Teaching is an inherently wicked problem. (This idea has been addressed multiple times in this blog– search for “wicked.”) In 1973, scholars Rittel and Webber defined wicked problems as those that are ill-defined and that are judged only from the perspective of the individual who experienced the solution. A defining characteristic of wicked problems is that there is “no right to be wrong” as the solution will have permanent effects on those who experience it. Rittel and Webber observed, “*every* implemented solution is consequential. It leaves ‘traces’ that cannot be undone” (p. 163). Consider how this idea affects our understanding of teaching mathematics. When a student experiences a teachers’ lesson it will increase or decrease or leave unchanged the students’ ability to do the taught math. Further is could leave increase or decrease or leave unchanged the student’s ability to use the math and to learn more math.

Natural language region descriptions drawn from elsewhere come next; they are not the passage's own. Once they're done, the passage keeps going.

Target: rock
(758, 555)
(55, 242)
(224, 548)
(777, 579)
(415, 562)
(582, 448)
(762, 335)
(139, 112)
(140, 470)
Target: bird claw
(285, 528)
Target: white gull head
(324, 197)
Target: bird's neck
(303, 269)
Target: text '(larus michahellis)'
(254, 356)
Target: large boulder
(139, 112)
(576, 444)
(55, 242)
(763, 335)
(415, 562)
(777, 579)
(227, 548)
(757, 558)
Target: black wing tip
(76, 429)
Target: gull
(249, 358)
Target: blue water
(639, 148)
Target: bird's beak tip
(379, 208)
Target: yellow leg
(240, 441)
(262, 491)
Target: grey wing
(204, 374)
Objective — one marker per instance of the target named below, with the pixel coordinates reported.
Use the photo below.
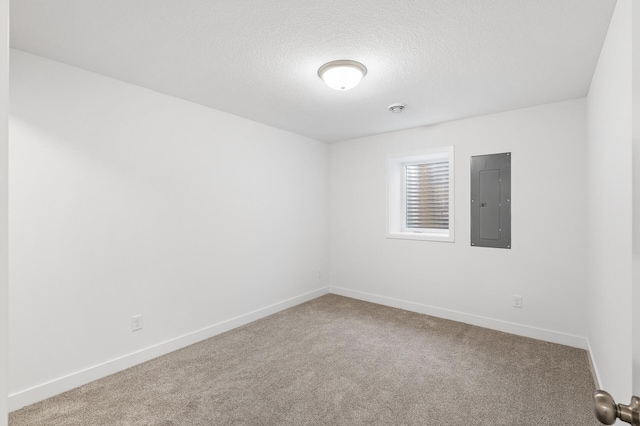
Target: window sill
(424, 236)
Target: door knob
(607, 411)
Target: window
(421, 196)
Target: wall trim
(477, 320)
(592, 366)
(62, 384)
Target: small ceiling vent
(396, 108)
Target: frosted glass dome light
(342, 75)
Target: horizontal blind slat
(427, 195)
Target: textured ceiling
(445, 59)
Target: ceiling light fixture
(342, 75)
(396, 108)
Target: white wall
(124, 201)
(4, 111)
(455, 280)
(609, 159)
(636, 198)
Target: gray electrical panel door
(491, 200)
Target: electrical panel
(491, 200)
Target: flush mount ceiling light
(342, 75)
(396, 108)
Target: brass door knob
(607, 411)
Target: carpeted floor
(339, 361)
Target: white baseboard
(79, 378)
(494, 324)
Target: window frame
(397, 205)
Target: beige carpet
(339, 361)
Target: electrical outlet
(517, 301)
(136, 322)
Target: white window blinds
(427, 195)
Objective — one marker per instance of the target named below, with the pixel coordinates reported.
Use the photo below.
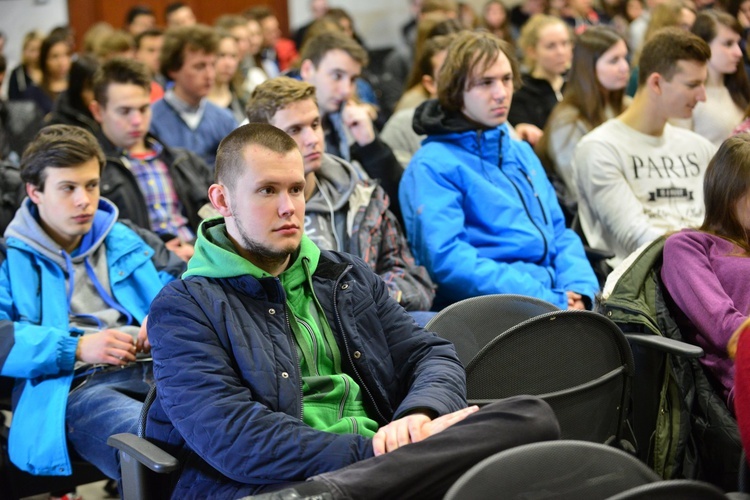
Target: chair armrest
(664, 344)
(144, 452)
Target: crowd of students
(291, 261)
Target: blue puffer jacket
(229, 399)
(37, 347)
(482, 217)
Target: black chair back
(472, 323)
(577, 361)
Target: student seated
(480, 214)
(711, 296)
(279, 364)
(75, 288)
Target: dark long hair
(727, 179)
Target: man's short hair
(316, 48)
(119, 70)
(198, 38)
(275, 94)
(58, 146)
(230, 156)
(666, 48)
(468, 52)
(149, 33)
(138, 10)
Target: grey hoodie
(327, 209)
(89, 309)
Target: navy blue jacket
(229, 393)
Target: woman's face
(31, 51)
(227, 59)
(612, 68)
(58, 60)
(725, 51)
(494, 15)
(553, 51)
(254, 37)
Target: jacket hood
(430, 118)
(216, 257)
(25, 227)
(336, 181)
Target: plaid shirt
(164, 208)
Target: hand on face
(414, 428)
(358, 119)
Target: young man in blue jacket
(75, 288)
(278, 363)
(478, 209)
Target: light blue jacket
(482, 217)
(36, 345)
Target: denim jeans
(106, 403)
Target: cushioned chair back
(560, 470)
(472, 323)
(684, 489)
(577, 361)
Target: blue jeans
(106, 403)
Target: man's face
(301, 120)
(194, 79)
(267, 205)
(148, 52)
(181, 17)
(141, 23)
(126, 117)
(488, 93)
(334, 79)
(68, 202)
(685, 90)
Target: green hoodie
(332, 400)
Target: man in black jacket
(157, 187)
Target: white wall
(378, 22)
(17, 17)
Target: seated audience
(179, 15)
(315, 381)
(72, 107)
(74, 349)
(139, 19)
(596, 94)
(547, 49)
(184, 117)
(711, 298)
(342, 212)
(147, 51)
(157, 187)
(727, 87)
(332, 62)
(398, 132)
(639, 177)
(480, 214)
(29, 72)
(228, 81)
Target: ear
(429, 84)
(96, 110)
(33, 192)
(307, 70)
(219, 199)
(655, 83)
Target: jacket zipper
(346, 345)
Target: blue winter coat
(229, 393)
(36, 345)
(482, 217)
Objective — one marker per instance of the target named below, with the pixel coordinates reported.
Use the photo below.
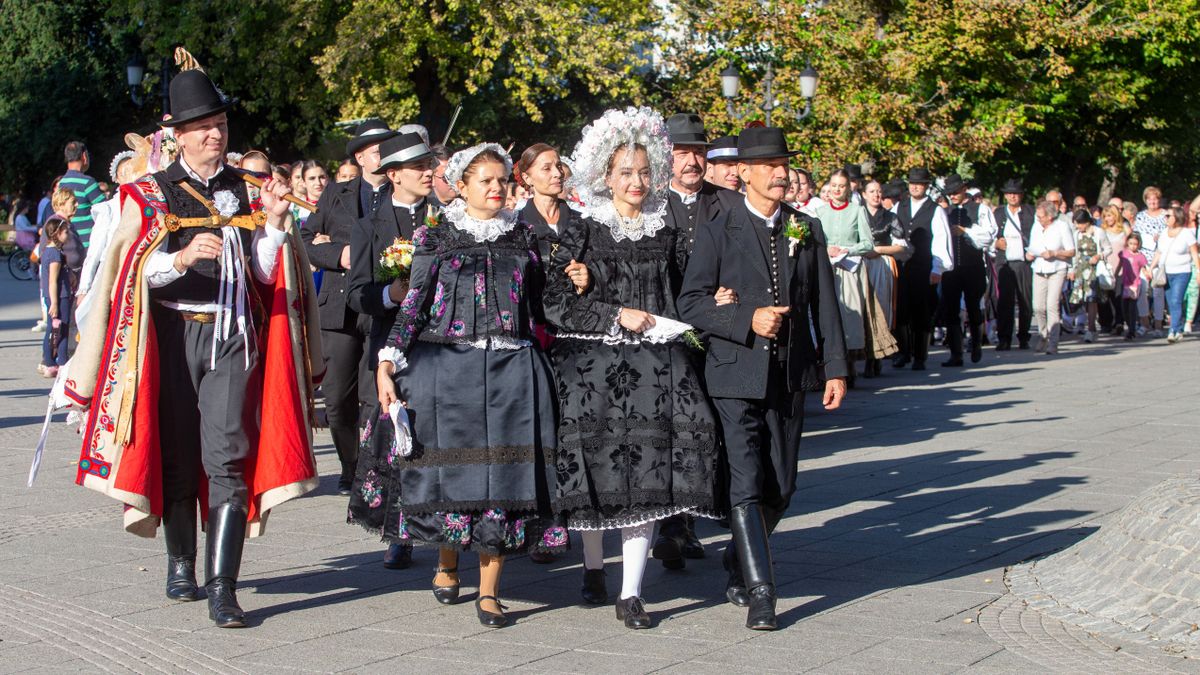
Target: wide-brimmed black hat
(724, 149)
(953, 184)
(369, 133)
(1013, 186)
(687, 129)
(895, 189)
(763, 143)
(402, 149)
(193, 97)
(919, 175)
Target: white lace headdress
(589, 163)
(462, 159)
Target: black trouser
(1015, 280)
(762, 440)
(208, 419)
(963, 286)
(347, 383)
(916, 302)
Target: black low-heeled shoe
(447, 595)
(490, 619)
(633, 613)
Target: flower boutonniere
(797, 232)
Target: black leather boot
(754, 554)
(735, 586)
(179, 530)
(227, 533)
(670, 544)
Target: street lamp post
(731, 82)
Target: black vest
(966, 255)
(918, 230)
(202, 281)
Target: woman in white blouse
(1051, 244)
(1176, 254)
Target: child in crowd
(58, 280)
(1132, 274)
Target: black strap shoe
(179, 530)
(399, 556)
(447, 595)
(594, 590)
(227, 533)
(490, 619)
(633, 613)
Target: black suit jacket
(371, 236)
(1025, 216)
(727, 254)
(337, 210)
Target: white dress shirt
(160, 268)
(412, 214)
(940, 228)
(1055, 237)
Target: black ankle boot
(754, 554)
(735, 586)
(179, 530)
(227, 533)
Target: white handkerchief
(403, 431)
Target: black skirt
(637, 438)
(480, 472)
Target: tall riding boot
(179, 530)
(227, 533)
(754, 554)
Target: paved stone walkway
(913, 501)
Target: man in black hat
(929, 236)
(190, 232)
(407, 162)
(723, 163)
(343, 332)
(1014, 276)
(690, 201)
(972, 231)
(761, 356)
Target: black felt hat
(1013, 186)
(687, 129)
(919, 175)
(193, 97)
(724, 149)
(954, 184)
(369, 133)
(402, 149)
(763, 143)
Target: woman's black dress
(480, 400)
(637, 436)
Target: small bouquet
(797, 233)
(395, 261)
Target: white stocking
(593, 549)
(635, 549)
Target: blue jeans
(1176, 290)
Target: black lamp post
(731, 82)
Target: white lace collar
(481, 230)
(652, 220)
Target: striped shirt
(88, 195)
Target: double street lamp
(731, 82)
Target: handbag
(1104, 276)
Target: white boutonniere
(226, 203)
(797, 234)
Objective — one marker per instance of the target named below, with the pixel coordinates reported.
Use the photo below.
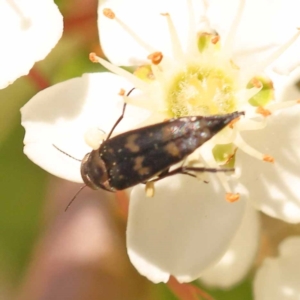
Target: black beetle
(147, 153)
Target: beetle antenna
(75, 196)
(65, 153)
(121, 117)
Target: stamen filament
(282, 105)
(192, 33)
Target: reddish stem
(187, 291)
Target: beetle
(146, 154)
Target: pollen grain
(108, 13)
(268, 158)
(230, 197)
(263, 111)
(155, 57)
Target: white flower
(181, 67)
(279, 278)
(239, 257)
(29, 29)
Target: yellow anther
(230, 197)
(264, 112)
(215, 39)
(231, 124)
(256, 83)
(107, 12)
(93, 57)
(122, 92)
(155, 57)
(268, 158)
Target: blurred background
(47, 253)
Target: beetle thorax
(93, 171)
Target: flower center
(201, 91)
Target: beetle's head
(94, 173)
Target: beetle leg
(185, 171)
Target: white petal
(185, 228)
(275, 22)
(238, 259)
(29, 30)
(279, 278)
(62, 114)
(274, 188)
(146, 21)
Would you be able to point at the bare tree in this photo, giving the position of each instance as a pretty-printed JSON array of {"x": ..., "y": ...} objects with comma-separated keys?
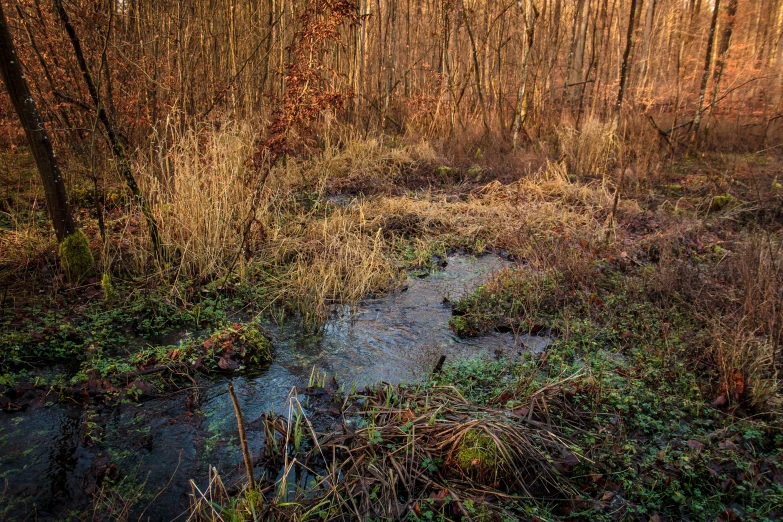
[{"x": 74, "y": 248}]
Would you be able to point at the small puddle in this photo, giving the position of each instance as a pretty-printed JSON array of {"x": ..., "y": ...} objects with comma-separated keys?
[{"x": 47, "y": 465}]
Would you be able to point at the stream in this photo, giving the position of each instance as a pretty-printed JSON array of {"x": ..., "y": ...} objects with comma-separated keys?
[{"x": 53, "y": 456}]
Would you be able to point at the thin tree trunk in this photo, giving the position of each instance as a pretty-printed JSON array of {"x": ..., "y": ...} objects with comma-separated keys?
[
  {"x": 705, "y": 76},
  {"x": 37, "y": 136},
  {"x": 723, "y": 48},
  {"x": 117, "y": 148},
  {"x": 626, "y": 57},
  {"x": 477, "y": 70}
]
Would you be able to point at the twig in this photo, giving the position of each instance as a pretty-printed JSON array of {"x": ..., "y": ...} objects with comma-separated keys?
[{"x": 242, "y": 438}]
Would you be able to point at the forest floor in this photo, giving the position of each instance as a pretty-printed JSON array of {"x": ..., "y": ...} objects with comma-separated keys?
[{"x": 658, "y": 400}]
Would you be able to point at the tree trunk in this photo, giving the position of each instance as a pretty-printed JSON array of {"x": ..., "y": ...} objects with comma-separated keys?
[
  {"x": 114, "y": 140},
  {"x": 723, "y": 47},
  {"x": 626, "y": 57},
  {"x": 37, "y": 136},
  {"x": 705, "y": 75},
  {"x": 477, "y": 69}
]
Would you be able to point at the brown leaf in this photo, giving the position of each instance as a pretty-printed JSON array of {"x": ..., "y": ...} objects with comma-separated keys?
[
  {"x": 227, "y": 363},
  {"x": 694, "y": 444}
]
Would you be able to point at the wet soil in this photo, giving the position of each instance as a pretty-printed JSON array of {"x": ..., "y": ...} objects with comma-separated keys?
[{"x": 54, "y": 455}]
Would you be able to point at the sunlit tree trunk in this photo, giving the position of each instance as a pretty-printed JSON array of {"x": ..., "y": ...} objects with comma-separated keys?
[{"x": 37, "y": 136}]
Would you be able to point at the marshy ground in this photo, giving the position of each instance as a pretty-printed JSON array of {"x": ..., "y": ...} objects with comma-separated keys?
[{"x": 656, "y": 277}]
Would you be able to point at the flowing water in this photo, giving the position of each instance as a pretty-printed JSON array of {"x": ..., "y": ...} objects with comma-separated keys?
[{"x": 53, "y": 456}]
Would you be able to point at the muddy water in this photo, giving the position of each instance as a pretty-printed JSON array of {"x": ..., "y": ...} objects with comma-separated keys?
[{"x": 53, "y": 456}]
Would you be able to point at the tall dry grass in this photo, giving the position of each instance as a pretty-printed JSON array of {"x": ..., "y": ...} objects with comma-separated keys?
[
  {"x": 591, "y": 150},
  {"x": 201, "y": 192}
]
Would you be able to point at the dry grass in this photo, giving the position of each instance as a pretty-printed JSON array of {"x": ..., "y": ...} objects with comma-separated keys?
[
  {"x": 202, "y": 192},
  {"x": 591, "y": 150},
  {"x": 320, "y": 260},
  {"x": 444, "y": 448}
]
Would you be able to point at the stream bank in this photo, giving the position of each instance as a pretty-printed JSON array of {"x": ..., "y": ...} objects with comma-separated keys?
[{"x": 56, "y": 456}]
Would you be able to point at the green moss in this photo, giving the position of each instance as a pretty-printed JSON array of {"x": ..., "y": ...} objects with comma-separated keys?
[
  {"x": 443, "y": 171},
  {"x": 75, "y": 256},
  {"x": 718, "y": 202},
  {"x": 478, "y": 457},
  {"x": 109, "y": 292}
]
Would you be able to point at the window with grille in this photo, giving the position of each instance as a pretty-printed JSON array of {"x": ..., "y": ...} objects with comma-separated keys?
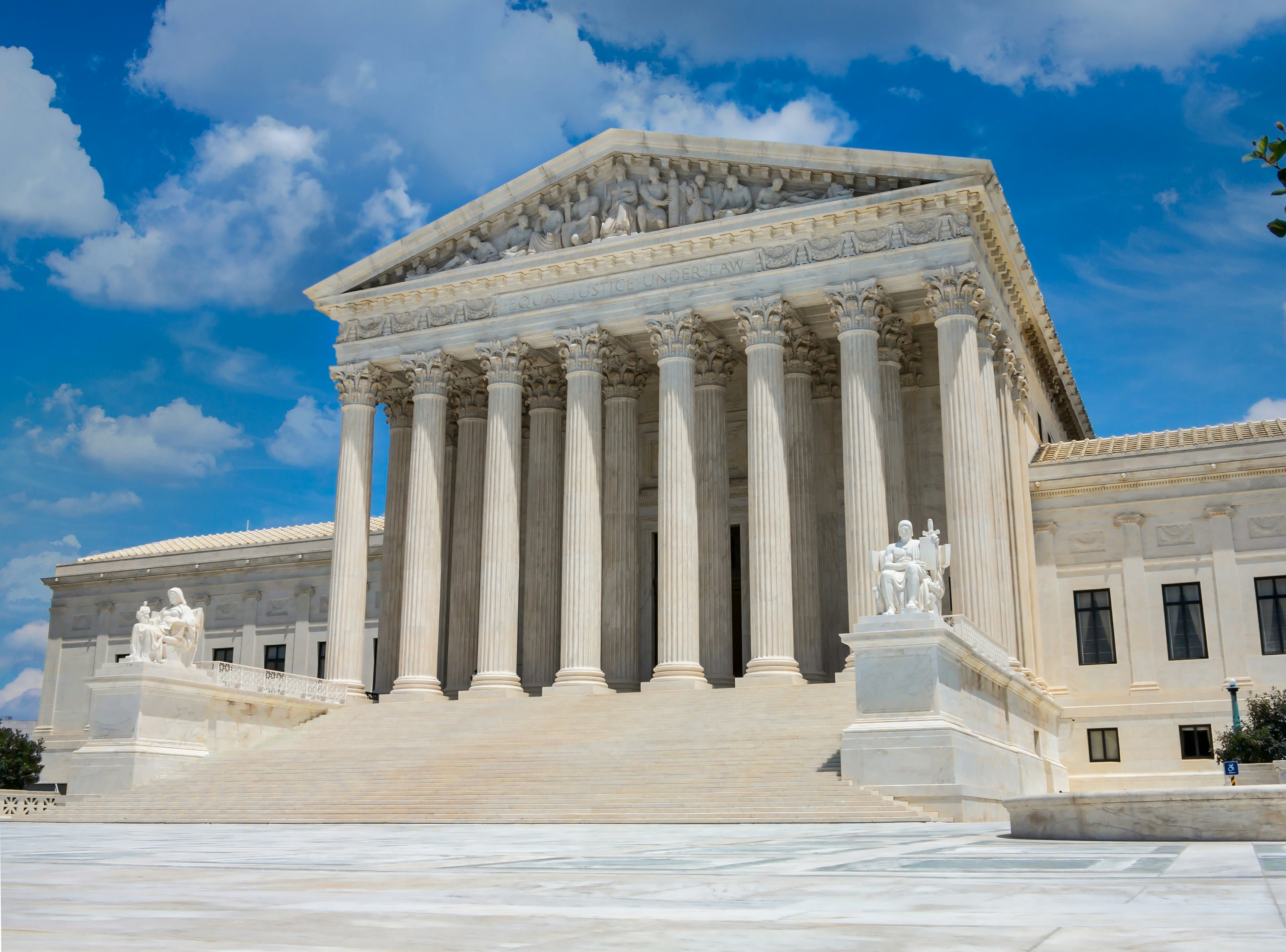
[
  {"x": 1095, "y": 639},
  {"x": 1104, "y": 744},
  {"x": 1185, "y": 627},
  {"x": 1196, "y": 742},
  {"x": 1271, "y": 599},
  {"x": 274, "y": 657}
]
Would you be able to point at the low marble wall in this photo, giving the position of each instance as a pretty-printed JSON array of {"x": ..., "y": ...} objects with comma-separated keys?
[
  {"x": 1199, "y": 814},
  {"x": 943, "y": 724},
  {"x": 146, "y": 720}
]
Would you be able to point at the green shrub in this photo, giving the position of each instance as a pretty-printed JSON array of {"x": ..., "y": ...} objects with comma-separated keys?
[
  {"x": 20, "y": 760},
  {"x": 1262, "y": 738}
]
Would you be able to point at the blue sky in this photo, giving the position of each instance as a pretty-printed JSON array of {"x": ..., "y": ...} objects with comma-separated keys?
[{"x": 173, "y": 176}]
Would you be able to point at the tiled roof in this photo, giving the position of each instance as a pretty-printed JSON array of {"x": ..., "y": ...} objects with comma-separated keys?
[
  {"x": 1166, "y": 440},
  {"x": 227, "y": 540}
]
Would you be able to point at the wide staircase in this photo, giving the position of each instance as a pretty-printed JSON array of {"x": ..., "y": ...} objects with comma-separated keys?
[{"x": 767, "y": 755}]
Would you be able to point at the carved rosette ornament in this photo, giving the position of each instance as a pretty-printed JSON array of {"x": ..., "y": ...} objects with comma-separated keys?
[
  {"x": 468, "y": 397},
  {"x": 674, "y": 335},
  {"x": 504, "y": 361},
  {"x": 765, "y": 322},
  {"x": 359, "y": 383},
  {"x": 582, "y": 350},
  {"x": 546, "y": 387},
  {"x": 626, "y": 376},
  {"x": 716, "y": 361},
  {"x": 952, "y": 292},
  {"x": 431, "y": 373},
  {"x": 858, "y": 306},
  {"x": 804, "y": 351},
  {"x": 398, "y": 406}
]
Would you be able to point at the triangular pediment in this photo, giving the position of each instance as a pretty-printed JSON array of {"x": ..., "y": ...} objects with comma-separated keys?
[{"x": 592, "y": 194}]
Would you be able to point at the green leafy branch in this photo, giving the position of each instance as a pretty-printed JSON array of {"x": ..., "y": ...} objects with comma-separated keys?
[{"x": 1271, "y": 153}]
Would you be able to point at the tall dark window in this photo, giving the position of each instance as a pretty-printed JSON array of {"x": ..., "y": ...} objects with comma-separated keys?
[
  {"x": 1095, "y": 627},
  {"x": 1195, "y": 742},
  {"x": 1185, "y": 627},
  {"x": 274, "y": 657},
  {"x": 1104, "y": 744},
  {"x": 1271, "y": 598}
]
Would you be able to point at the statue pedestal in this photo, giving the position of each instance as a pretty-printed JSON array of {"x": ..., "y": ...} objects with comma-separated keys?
[
  {"x": 147, "y": 719},
  {"x": 944, "y": 722}
]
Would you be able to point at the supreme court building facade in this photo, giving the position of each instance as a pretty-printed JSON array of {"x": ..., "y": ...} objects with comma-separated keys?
[{"x": 652, "y": 404}]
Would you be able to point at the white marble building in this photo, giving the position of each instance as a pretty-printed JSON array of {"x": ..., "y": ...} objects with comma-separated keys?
[{"x": 652, "y": 403}]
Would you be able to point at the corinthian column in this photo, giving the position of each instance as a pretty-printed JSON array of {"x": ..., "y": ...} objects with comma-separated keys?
[
  {"x": 360, "y": 387},
  {"x": 969, "y": 525},
  {"x": 894, "y": 341},
  {"x": 764, "y": 324},
  {"x": 546, "y": 389},
  {"x": 714, "y": 367},
  {"x": 582, "y": 351},
  {"x": 804, "y": 350},
  {"x": 678, "y": 566},
  {"x": 462, "y": 640},
  {"x": 626, "y": 378},
  {"x": 422, "y": 575},
  {"x": 506, "y": 364},
  {"x": 856, "y": 310},
  {"x": 398, "y": 410}
]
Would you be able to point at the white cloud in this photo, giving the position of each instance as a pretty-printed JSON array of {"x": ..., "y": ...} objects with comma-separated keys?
[
  {"x": 48, "y": 185},
  {"x": 1267, "y": 409},
  {"x": 26, "y": 683},
  {"x": 88, "y": 505},
  {"x": 393, "y": 213},
  {"x": 174, "y": 441},
  {"x": 20, "y": 577},
  {"x": 226, "y": 233},
  {"x": 309, "y": 436},
  {"x": 29, "y": 640},
  {"x": 1010, "y": 43}
]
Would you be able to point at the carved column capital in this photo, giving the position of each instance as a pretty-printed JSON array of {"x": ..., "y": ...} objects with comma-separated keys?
[
  {"x": 360, "y": 383},
  {"x": 624, "y": 376},
  {"x": 716, "y": 361},
  {"x": 857, "y": 305},
  {"x": 583, "y": 349},
  {"x": 468, "y": 397},
  {"x": 952, "y": 292},
  {"x": 433, "y": 372},
  {"x": 398, "y": 406},
  {"x": 765, "y": 320},
  {"x": 673, "y": 335},
  {"x": 546, "y": 387},
  {"x": 504, "y": 361}
]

The experience of a lesson is multidimensional as well as it will affect each student’s cognitive abilities to do math, their mathematical habits of mind, and their attitude towards math and their own abilities to do math. Further complicating the teaching and learning of mathematics is the fact that the lessons learned by and individual may be the one intended, the intended one incorrectly, or the incorrect ones.

In the 1970’s “Benny” demonstrated the disparities between students mathematical behaviors and their understanding of mathematics.

Reference

Rittel, H. W., & Webber, M. M. (1973). Dilemmas in a general theory of planning. *Policy sciences*, *4*(2), 155-169.